La imagen del programa se visualizó, con cara de circunstancias.

—No puedo comunicar con tu marido ahora, está de camino hacia Dallas desde Ciudad de México, y acaba de despegar; todos los sistemas de comunicación del avión están siendo empleados ahora mismo en previsión de posibles contingencias durante la navegación.

—¿Ciudad de México? ¿Dallas? —Pobre hombre, pensó, le iban a hacer dar la vuelta al mundo antes de llegar—. En ese caso pásame la llamada.

—Sí, compañera.

El rostro y el resplandor desaparecieron, y la voz de su marido le llegó desde los circuitos audio:

—Cariño, estoy teniendo problemas para ponerme en comunicación contigo. Tenía que tomar un chárter hacia Mérida, que se suponía que enlazaba con otro hacia Miami, pero lo he perdido. Creo que ahora puedo hacer una escala en Dallas y... en fin, que estoy en camino.
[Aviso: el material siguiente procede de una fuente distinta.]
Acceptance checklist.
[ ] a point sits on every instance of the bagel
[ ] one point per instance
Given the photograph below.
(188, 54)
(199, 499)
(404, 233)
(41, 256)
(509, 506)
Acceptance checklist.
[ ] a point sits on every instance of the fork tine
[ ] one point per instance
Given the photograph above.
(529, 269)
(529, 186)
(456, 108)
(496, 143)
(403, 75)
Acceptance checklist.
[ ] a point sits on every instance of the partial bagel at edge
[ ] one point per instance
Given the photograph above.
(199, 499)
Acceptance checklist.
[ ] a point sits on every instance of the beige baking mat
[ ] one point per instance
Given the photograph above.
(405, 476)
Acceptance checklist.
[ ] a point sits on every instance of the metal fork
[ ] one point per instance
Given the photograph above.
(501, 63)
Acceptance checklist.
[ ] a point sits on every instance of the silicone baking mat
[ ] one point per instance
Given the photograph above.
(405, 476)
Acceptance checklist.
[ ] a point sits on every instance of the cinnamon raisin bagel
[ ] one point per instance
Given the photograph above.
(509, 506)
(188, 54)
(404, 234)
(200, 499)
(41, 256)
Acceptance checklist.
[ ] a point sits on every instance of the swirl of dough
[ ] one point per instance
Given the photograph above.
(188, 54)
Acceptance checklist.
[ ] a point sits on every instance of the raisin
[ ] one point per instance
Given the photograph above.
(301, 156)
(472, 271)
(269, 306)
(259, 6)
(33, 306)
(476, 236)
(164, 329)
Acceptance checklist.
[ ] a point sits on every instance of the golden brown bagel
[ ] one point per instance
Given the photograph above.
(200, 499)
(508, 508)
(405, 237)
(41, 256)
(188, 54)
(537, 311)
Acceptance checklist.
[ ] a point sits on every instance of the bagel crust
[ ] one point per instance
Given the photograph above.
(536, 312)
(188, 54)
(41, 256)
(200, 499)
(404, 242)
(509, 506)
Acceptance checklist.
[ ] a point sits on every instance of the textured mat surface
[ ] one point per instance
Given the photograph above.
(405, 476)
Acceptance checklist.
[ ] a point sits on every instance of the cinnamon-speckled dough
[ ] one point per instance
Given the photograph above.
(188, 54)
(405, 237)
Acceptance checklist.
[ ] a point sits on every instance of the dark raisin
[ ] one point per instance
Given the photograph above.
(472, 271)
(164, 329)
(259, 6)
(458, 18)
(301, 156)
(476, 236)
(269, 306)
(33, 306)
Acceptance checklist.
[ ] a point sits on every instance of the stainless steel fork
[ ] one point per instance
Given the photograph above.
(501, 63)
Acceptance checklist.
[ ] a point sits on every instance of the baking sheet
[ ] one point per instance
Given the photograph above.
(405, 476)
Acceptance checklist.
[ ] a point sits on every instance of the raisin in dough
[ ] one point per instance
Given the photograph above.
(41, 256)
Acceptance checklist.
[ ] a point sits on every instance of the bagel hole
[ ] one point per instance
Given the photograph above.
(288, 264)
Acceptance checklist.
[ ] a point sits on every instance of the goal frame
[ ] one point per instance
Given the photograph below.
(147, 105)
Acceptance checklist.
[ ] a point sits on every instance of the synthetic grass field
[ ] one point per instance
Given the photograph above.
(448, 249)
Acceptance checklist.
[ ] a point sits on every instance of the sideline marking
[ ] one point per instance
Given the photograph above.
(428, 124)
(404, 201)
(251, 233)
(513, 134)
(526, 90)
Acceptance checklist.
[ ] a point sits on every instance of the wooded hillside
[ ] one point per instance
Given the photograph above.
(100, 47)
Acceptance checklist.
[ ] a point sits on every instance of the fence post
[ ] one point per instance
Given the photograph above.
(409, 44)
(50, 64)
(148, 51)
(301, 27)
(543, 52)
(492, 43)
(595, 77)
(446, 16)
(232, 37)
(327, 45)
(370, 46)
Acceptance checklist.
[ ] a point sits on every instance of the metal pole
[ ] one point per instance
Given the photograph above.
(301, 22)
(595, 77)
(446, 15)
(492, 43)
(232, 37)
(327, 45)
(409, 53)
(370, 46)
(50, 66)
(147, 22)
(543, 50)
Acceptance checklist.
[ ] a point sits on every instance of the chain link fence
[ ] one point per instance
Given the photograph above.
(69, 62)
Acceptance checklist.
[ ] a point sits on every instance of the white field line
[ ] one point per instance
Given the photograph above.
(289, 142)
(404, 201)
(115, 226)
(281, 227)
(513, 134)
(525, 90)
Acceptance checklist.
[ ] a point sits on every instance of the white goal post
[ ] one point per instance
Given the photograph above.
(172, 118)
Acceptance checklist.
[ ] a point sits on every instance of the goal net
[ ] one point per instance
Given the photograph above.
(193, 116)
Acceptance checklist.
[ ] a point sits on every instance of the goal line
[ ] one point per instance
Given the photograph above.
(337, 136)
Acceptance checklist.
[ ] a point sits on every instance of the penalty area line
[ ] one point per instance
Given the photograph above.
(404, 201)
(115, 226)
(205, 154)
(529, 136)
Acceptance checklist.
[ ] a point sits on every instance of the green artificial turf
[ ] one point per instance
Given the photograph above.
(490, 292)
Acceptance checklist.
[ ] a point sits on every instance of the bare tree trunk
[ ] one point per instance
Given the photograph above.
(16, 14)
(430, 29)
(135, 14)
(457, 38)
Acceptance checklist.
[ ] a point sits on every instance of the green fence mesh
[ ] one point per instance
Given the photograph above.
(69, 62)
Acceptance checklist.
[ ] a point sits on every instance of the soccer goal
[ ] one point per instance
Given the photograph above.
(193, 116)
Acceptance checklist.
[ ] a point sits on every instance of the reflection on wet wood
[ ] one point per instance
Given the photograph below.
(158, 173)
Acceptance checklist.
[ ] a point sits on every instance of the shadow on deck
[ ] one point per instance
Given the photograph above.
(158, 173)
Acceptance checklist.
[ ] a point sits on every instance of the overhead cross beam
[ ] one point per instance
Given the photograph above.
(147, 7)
Pausa. Parecía nervioso, cosa que no extrañó a Essie, casi podía verlo intentando decir algo gracioso. Pero sólo conseguía divagar. Dijo algo acerca de unas extraordinarias noticias en relación a los molinetes de oraciones. Y algo más acerca de los Heechees... en definitiva, divagaciones. ¡Pobre! Estaba intentando parecer ocurrente delante de ella. Essie prestó más atención a sus sentimientos que a sus palabras, hasta que volvió a detenerse y dijo:

—Demonios, Essie, ojalá ya estuviera ahí. Pero llegaré. Tan pronto como pueda. Mientras tanto... cuídate. Si tienes tiempo antes de que... antes de que Wilma empiece, le he dicho a Albert que te grabara una síntesis de lo más esencial. Es un buen tipo, sí señor. —Pausa—. Te quiero.

Y la voz se desvaneció.

S. Ya. se tumbó de nuevo en su cama llena de apacibles zumbidos, preguntándose qué hacer durante la próxima —y quizás última— hora de su vida. Echaba a su marido de menos, sobre todo por lo infantil que le resultaba. «Es un buen tipo.» ¡Qué tontería antropomorfizar programas computerizados! Todo lo más que ella era capaz de decir de su programa A. Einstein es que era preciso. Había sido idea de él que la unidad autónoma de bioanálisis tuviera forma de perro. ¡Y mira que ponerle nombre! ¡Squiffy! Era como ponerle un nombre al lavavajillas o a un rifle. Menuda idiotez. A menos que uno lo hiciera por cariño... en cuyo caso era un detalle encantador.